Even inside Aden, where Saudi airstrikes and weapons drops are aimed at helping the Popular Committees militias fight off the Houthis and their allies in street battles, those manning the barricades do not see themselves as Hadi loyalists.
"In Aden there is no state and no army, and no authority and no president. There is no government. That is the view of the fighters.

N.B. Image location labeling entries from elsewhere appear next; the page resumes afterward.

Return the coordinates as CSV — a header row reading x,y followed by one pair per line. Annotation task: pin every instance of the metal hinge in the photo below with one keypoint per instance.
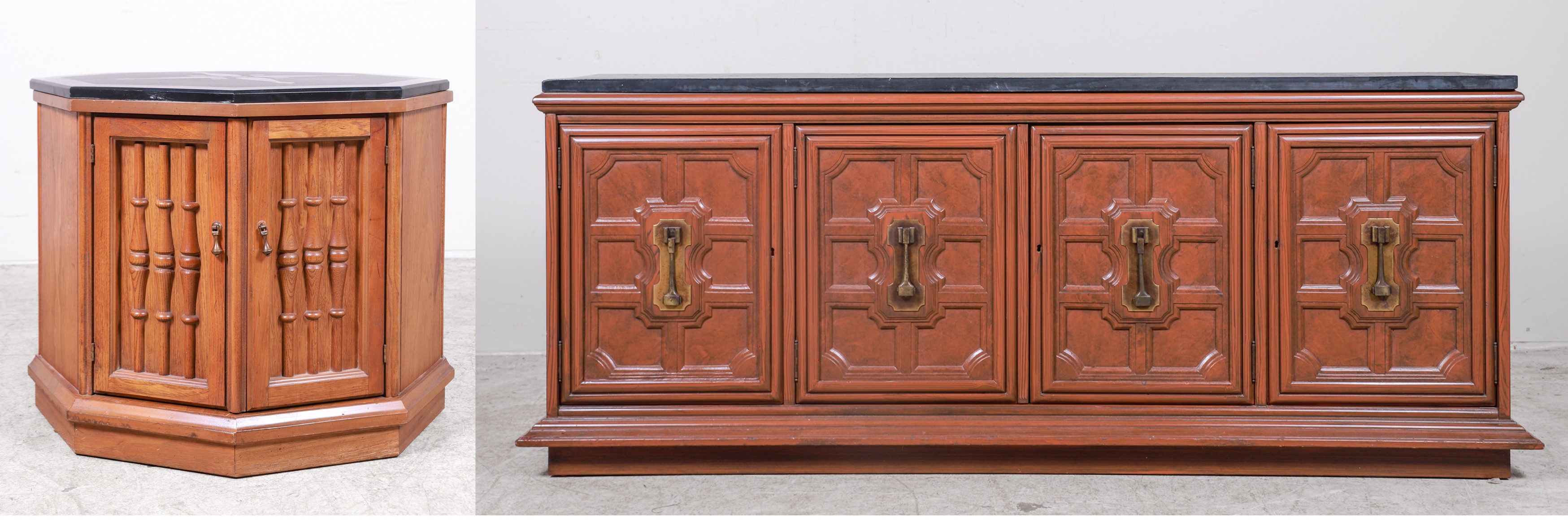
x,y
794,165
1253,179
1495,164
1255,362
797,361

They are defending their streets and their country," said Wassim al-Sayad, 40, an Aden resident who has taken up arms against the Houthis.

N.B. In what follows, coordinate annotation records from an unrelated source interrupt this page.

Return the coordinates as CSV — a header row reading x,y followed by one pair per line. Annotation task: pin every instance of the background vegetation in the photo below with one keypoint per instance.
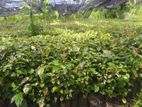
x,y
45,58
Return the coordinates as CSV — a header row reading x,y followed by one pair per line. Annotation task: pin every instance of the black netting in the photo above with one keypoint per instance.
x,y
64,7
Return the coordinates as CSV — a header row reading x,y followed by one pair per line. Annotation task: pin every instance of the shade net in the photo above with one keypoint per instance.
x,y
64,7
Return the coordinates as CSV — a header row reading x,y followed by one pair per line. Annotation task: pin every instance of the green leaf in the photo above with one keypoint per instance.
x,y
124,100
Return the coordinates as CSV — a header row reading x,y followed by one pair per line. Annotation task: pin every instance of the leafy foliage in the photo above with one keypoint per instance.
x,y
44,68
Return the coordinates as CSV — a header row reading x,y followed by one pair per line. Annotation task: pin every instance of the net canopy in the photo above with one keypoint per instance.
x,y
64,7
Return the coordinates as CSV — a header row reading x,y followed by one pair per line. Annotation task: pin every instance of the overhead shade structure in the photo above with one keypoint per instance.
x,y
91,4
66,7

The stakes are high for Saudi Arabia, which faces the prospect of greater influence from arch-rival Iran in its southern neighbour if the Houthis are not neutralised.
Silent footage of Bahah's swearing-in, filmed by a Saudi government cameraman for distribution to media, showed Hadi accepting his vice president's oath in Yemen's Riyadh embassy, and appeared partly to be aimed at winning over Yemeni opinion.
DOMESTIC LEGITIMACY
Hadi's Foreign Minister Reyad Yassin Abdulla told Reuters Bahah's appointment would help bolster the government in exile, but he rejected the idea that it was hard to maintain legitimacy while outside the country.

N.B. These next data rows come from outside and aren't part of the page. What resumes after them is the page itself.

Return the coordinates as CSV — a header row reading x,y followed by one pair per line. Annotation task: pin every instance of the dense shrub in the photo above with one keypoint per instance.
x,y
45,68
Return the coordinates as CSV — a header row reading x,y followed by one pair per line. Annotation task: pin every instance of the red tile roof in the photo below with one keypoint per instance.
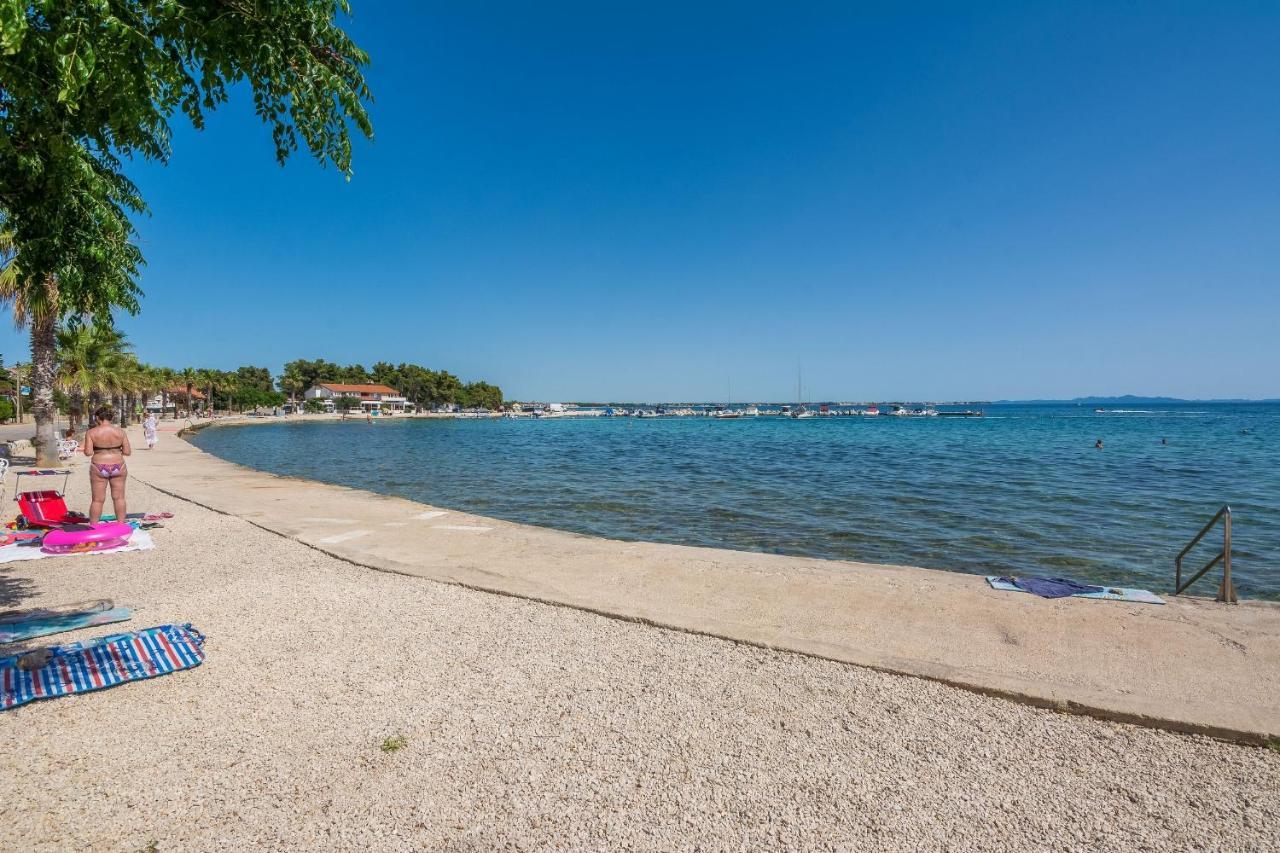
x,y
360,389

"This is a very temporary situation and it is not our choice. We will do our best to go back as soon as possible to any part of Yemen, hopefully Aden, hopefully in the coming few weeks," he said.
Abdulla compared the situation of Hadi's government to that of Kuwait in 1990-91 during Iraq's occupation to show that legitimacy could be sustained even during a months-long absence.
The foreign minister, who was appointed after Hadi left Aden, said Bahah's appointment meant the government as a whole was more sustainable. "Legitimacy is a continuous thing. It is not about one person, it is about the whole government, the whole state," he said.
Under Yemen's existing constitution, in the absence of a vice president the presidency would pass to the speaker of parliament, who is now in Houthi-controlled Sanaa, if anything happened to Hadi.
"His appointment has opened the door to a political solution to the current crisis in Yemen. He is an independent person," said Ali Mohammed Yahya, a political writer in Aden's Khor Maksar district, a scene of heavy fighting over the past week.
INTERNATIONAL RECOGNITION
Hadi's internationally recognised government was unpopular even before the Houthis seized control of Sanaa last year, and since his official two-year tenure ended in 2014, his legal status as president was already legally ambiguous.
He was elected, unopposed, in 2012 as an interim president to oversee a two-year shift from former president Ali Abdullah Saleh towards democracy after a 2011 uprising, but while the transition process faltered, he stayed on in power.
Saudi Arabia and its Western supporters want to resurrect that 2012 transition plan, which it and Gulf Arab allies brokered, and which was interrupted by the Houthi advance on Sanaa last year aided by Saleh and his loyalists.
But Hadi's personal lack of popularity, let alone a regional, tribal or military support base, has complicated that ambition.
An army officer in the former South Yemen, he backed the wrong side in internal fighting in 1986 and fled north to Sanaa, before leading northern forces against southern separatists in the 1994 civil war, securing a position as Saleh's deputy.
By contrast, Bahah carries very little embarrassing historical baggage, having backed the popular uprising that unseated Saleh and served as Yemen's ambassador to the United Nations. He was named prime minister by Hadi in November but quit when the Houthis besieged government offices in January.
"There is a way out with appointing Bahah, who is really respected, even by the Houthis. He has since the beginning tried to stay away from aggressive discourse," said Laurent Bonnefoy, the author of Salafism in Yemen.